This past summer, Toronto architect Shari Orenstein and creative agency rep Hesty Leibtag launched Curated on Instagram. The non-profit virtual art sale featured creators at various career stages, including painters Shelley Adler and Kris Knight, with works ranging from $250 to $5,000. Its goal was to help Canadian artists make ends meet through the pandemic, but it also allowed a lot of novice art buyers access to a market that used to be quite opaque.
It’s been a year of cancellations and postponements for the art world. But in the absence of fairs and gallery exhibitions, technology has stepped up to connect collectors – including those pondering a holiday purchase – to new work. “The pandemic has pushed for a broader, more egalitarian access to art,” says Wendy Chang, the director of Vancouver’s Rennie Collection. Her gallery has its own Instagram feed but it’s also one of many now using virtual reality technology by the app Artland to show work in vivid detail, no matter where the viewer is.

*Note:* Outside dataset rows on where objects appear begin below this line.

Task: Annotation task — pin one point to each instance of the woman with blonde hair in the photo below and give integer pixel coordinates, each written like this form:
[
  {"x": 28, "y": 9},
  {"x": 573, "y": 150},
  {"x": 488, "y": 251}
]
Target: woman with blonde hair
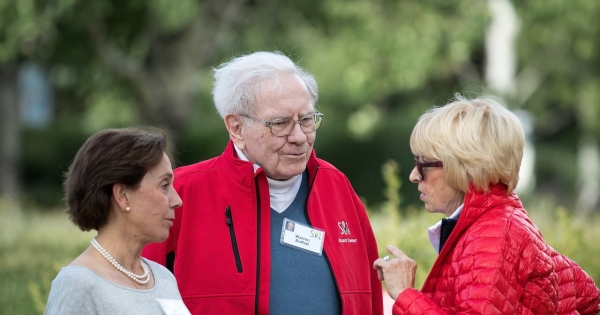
[{"x": 492, "y": 258}]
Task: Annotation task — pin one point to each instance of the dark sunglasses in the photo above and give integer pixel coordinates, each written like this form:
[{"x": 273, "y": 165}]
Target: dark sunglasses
[{"x": 420, "y": 166}]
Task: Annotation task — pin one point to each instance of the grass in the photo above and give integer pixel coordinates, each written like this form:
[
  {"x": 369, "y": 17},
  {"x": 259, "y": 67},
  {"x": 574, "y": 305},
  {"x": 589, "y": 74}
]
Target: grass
[{"x": 34, "y": 245}]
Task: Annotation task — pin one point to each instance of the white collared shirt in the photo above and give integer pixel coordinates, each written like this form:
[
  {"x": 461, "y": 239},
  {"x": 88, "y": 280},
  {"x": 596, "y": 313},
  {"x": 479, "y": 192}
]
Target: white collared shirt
[
  {"x": 281, "y": 192},
  {"x": 435, "y": 230}
]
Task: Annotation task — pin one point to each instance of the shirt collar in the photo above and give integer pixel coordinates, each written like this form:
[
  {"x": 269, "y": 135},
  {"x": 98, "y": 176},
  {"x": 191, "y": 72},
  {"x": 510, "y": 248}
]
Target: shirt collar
[{"x": 436, "y": 229}]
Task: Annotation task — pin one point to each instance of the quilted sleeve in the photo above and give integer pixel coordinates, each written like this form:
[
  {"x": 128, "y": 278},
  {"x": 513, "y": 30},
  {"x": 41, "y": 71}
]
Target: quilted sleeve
[
  {"x": 412, "y": 301},
  {"x": 496, "y": 268},
  {"x": 502, "y": 268},
  {"x": 577, "y": 290}
]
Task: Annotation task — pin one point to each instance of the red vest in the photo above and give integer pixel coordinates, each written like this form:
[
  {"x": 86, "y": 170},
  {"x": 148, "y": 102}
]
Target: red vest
[{"x": 224, "y": 268}]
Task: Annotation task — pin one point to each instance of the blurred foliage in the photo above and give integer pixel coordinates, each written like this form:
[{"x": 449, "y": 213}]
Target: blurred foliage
[{"x": 379, "y": 64}]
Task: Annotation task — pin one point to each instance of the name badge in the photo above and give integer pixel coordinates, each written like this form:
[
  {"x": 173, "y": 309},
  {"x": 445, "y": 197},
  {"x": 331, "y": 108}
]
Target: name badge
[
  {"x": 173, "y": 307},
  {"x": 302, "y": 237}
]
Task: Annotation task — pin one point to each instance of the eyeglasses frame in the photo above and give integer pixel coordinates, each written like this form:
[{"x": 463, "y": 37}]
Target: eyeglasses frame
[
  {"x": 420, "y": 166},
  {"x": 272, "y": 122}
]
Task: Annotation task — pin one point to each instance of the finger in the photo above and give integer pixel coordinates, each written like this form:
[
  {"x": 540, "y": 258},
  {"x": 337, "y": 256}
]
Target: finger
[{"x": 395, "y": 251}]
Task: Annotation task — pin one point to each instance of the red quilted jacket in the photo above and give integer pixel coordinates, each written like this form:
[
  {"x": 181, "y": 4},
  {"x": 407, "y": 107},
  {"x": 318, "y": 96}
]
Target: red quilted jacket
[{"x": 496, "y": 262}]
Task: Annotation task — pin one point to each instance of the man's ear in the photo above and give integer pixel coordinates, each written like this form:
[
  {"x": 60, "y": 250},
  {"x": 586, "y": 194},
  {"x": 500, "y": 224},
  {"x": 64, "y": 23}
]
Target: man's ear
[
  {"x": 235, "y": 126},
  {"x": 120, "y": 196}
]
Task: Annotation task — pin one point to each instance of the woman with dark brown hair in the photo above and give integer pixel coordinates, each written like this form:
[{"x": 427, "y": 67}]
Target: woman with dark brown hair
[{"x": 120, "y": 184}]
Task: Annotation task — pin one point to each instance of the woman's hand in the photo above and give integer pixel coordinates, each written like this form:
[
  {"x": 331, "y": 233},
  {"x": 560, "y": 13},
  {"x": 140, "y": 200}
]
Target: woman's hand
[{"x": 397, "y": 272}]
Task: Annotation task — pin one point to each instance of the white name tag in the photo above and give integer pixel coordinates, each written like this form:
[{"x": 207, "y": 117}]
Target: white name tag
[
  {"x": 302, "y": 236},
  {"x": 173, "y": 307}
]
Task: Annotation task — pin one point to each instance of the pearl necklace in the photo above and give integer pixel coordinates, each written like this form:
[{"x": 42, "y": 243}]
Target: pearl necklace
[{"x": 143, "y": 279}]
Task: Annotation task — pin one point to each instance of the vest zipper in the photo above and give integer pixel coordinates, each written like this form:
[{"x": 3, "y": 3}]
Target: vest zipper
[
  {"x": 258, "y": 242},
  {"x": 324, "y": 253},
  {"x": 236, "y": 252}
]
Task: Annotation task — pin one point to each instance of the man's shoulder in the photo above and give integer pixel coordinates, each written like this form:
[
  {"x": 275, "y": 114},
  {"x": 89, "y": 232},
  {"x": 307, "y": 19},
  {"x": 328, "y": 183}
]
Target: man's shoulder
[{"x": 209, "y": 165}]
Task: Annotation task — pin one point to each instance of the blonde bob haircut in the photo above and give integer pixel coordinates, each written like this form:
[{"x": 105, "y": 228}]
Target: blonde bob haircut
[{"x": 479, "y": 141}]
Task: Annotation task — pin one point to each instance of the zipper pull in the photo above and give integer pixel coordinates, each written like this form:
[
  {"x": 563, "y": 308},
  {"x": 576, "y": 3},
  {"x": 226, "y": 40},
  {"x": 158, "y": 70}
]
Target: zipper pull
[{"x": 228, "y": 215}]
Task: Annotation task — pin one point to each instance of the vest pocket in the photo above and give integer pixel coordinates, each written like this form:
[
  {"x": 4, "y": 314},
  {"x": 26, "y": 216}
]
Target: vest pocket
[{"x": 236, "y": 252}]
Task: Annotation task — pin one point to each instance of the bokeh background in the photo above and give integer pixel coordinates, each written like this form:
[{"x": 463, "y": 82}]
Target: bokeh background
[{"x": 69, "y": 68}]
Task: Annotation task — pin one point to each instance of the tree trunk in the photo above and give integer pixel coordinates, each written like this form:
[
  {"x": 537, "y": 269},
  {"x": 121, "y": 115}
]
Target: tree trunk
[
  {"x": 500, "y": 75},
  {"x": 9, "y": 133}
]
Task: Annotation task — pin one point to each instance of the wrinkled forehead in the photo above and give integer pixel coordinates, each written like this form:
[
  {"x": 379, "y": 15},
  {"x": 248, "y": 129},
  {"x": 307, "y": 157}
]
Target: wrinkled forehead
[{"x": 423, "y": 139}]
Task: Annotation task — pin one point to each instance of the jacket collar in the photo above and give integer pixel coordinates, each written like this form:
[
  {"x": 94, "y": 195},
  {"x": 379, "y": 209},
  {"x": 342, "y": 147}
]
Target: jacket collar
[
  {"x": 476, "y": 204},
  {"x": 243, "y": 171}
]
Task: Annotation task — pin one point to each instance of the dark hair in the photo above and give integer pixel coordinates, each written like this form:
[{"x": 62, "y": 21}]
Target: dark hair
[{"x": 111, "y": 156}]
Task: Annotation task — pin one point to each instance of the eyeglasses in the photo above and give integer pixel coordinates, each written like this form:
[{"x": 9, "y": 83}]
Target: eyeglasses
[
  {"x": 282, "y": 127},
  {"x": 420, "y": 166}
]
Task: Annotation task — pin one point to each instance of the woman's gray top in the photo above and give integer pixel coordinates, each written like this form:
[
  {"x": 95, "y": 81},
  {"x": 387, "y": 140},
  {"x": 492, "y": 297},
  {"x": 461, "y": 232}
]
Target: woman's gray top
[{"x": 79, "y": 290}]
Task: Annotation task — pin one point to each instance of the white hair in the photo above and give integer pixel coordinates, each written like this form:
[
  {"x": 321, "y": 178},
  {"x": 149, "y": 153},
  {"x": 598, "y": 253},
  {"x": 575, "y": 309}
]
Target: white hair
[{"x": 238, "y": 81}]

“The atmosphere of an opening night contributes so much to how people engage with the work,” says Tobin Gibson, who operates the Unit 17 gallery in Vancouver. In lieu of that in-person buzz, Gibson says virtual exhibitions provide more information, especially around cost, that encourages casual collectors to consider purchases with an immediacy lacking in the price-by-request format of many traditional shows.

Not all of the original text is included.